From my experience, Google does crawl XML sitemap on its own. Google's said time and again that the XML sitemaps are not 'strictly' followed and is seen as a 'guideline' document. Google determines its own crawl frequency. 

However, from my own observation, Google actually does crawl the XML sitemap as soon as you send a HTTP request (GET). 

Aaron Hansel
Aaron Hansel
Marine

15 Jan, 2019

Thank you for the tutorial. Is there any specific reason that you have ordered the models with the updated_at timestamp? I searched Google's documentation and they do not mention anything about the order of entries in XML sitemap.

Another question I have is about memory management while creating sitemap. Your approach seems to be workable when the overall count of models is limited that does not cause PHP to go out of memory. What's your take on it? 

Kaustubh Katdare
Kaustubh Katdare
Electrical

15 Jan, 2019

Hi Aaron. Nice observation. It's true that Google does not mention anything about the order of entries in the sitemap. Perhaps, that is one of the reasons that Google pays special attention to the 'last_modified' tag in the sitemap. 

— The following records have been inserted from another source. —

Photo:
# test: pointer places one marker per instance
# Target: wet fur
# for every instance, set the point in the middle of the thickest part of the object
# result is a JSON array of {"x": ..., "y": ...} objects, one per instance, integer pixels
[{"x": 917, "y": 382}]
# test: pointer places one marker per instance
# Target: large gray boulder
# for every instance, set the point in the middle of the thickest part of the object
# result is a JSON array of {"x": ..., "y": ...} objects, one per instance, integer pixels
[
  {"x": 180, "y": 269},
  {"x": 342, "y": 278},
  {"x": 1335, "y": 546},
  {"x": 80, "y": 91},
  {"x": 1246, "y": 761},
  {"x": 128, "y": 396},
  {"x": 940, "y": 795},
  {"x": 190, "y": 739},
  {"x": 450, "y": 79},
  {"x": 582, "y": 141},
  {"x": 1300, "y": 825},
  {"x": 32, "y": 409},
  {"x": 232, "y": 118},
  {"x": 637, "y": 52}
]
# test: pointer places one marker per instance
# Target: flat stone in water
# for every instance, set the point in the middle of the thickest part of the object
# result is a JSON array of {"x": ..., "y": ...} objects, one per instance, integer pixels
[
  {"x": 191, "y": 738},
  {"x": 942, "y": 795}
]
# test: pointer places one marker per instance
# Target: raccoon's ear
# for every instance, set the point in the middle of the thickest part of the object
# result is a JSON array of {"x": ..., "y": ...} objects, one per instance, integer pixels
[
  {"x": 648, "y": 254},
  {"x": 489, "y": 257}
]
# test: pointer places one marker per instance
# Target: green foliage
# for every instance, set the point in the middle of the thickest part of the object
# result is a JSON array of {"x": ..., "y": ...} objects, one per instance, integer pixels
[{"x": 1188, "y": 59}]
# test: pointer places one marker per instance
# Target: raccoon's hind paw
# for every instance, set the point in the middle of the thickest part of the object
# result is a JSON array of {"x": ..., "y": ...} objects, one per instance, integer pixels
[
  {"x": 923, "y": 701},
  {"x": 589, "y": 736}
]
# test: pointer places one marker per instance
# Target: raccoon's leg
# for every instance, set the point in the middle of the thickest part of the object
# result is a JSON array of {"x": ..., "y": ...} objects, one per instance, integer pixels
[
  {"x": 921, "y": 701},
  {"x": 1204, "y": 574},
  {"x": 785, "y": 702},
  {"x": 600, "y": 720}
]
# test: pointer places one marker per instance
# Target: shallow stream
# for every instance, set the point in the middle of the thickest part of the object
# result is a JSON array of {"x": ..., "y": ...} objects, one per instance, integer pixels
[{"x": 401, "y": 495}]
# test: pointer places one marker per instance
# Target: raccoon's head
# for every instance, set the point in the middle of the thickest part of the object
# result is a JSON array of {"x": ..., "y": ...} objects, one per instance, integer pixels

While Google mentions that the timestamp is used only for guidance to Google Bot about indexing and page update frequency and it does not affect the way Google indexes the page. My personal observation is that if you put all the latest entries up in the sitemap, Google has to do less crawling of each entry in XML sitemap.

That's why I recommend sorting the models with updated_at timestamp. It'a a personal choice though.

Second, you are right - if you have really large models, you could run out of memory. But not always. I typically restrict my sitemaps to just about 25,000 entries. Google's official recommendation is that the sitemap should not have more than 50,000 entries per sitemap file. 

However, the XML files can quickly grow bigger and cross the 10MB size limit. I'm exploring other ways of building sitemaps and will update this tutorial with latest methods. If you know any better method, please let me know. Thank you for the comment.